Aus der Sicht der Regierung ist die ungarische Wirtschaft im dritten Quartal weiter gewachsen, die Analysten waren eher enttäuscht. Wer über den Tellerrand hinausschaut, sieht den Verlust der vorjährigen europäischen Spitzenposition.
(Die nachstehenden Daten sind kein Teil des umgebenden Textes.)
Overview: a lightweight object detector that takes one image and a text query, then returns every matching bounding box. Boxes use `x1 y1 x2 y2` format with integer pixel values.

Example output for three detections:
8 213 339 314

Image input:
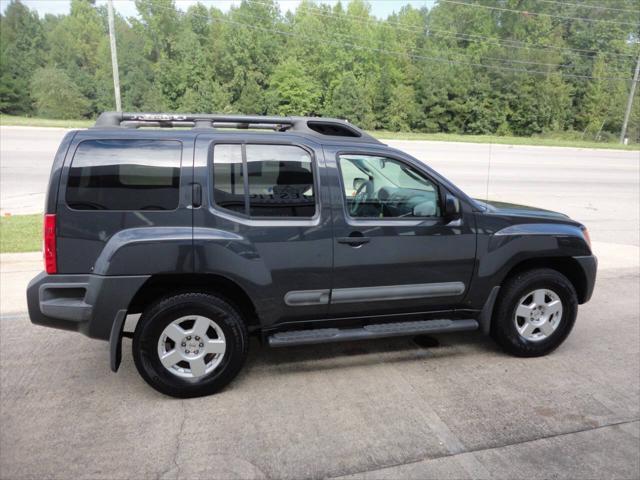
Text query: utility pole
620 54 640 143
107 0 122 112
Das Zentralamt für Statistik (KSH) meldete am vergangenen Freitag ein Wirtschaftswachstum für das III. Quartal von 2,3 Prozent. Während der Zuwachs gegenüber dem II. Quartal wieder 0,5 Prozent erreichte, 2015 in dieser Hinsicht also eine stetige Entwicklung zeigt, hat sich das Jahreswachstum seit dem Höhepunkt Mitte 2014 nahezu halbiert. Denn vor 15 Monaten konnte sich Wirtschaftsminister Mihály Varga noch über einen BIP-Zuwachs von 4,1 Prozent erfreuen, worauf das Fachressort sogleich begann, den Platz Ungarns im europäischen Wettbewerb zu bestimmen. Die Freude währte aber nicht lange – bereits im Winter reichte die ungarische Konjunkturdynamik nicht mehr für das Siegerpodest.
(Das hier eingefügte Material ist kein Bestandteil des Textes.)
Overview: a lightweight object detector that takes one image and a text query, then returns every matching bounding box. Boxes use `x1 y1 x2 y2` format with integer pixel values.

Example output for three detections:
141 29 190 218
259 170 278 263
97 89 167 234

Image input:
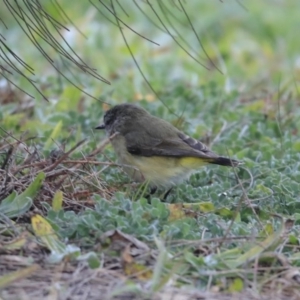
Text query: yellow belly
112 137 207 187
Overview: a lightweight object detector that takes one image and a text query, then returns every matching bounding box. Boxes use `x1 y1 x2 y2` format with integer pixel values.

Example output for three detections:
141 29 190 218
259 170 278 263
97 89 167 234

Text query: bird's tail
209 156 241 167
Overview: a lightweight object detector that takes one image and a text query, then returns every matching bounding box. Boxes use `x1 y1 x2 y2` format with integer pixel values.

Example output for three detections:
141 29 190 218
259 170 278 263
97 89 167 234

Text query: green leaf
0 172 45 218
44 121 63 150
52 191 63 212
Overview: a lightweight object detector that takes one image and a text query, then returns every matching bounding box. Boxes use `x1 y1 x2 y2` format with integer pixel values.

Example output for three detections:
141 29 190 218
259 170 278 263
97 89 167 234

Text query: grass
0 1 300 299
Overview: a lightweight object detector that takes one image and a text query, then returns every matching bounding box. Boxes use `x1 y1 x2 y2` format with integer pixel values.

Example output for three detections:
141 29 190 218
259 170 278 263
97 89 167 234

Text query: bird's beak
95 124 105 129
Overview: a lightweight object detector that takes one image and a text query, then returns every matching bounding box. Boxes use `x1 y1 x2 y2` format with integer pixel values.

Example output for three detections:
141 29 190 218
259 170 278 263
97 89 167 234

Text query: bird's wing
125 132 217 159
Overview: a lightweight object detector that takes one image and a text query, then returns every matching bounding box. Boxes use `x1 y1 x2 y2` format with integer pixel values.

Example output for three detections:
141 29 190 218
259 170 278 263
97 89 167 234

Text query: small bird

Deshalb kommunizierte die Regierung fortan die Wachstumszahl für das Gesamtjahr 2014, die mit 3,6 Prozent in der Tat robust ausfiel. Vor allem im Vergleich zu den bisherigen Jahren der Orbán-Regierung. So berechtigt sich die Verfechter dieser Wirtschaftspolitik, allen voran Orbáns rechte Hand György Matolcsy an der Spitze der Ungarischen Nationalbank (MNB), heute für die Stabilisierung des Staatshaushaltes feiern lassen können – in manchen hellen Momenten fällt dem Premier sogar ein, den Steuerzahlern für die brutalen Opfer zu danken –, so wenig können sie sich mit den Wachstumszahlen brüsten.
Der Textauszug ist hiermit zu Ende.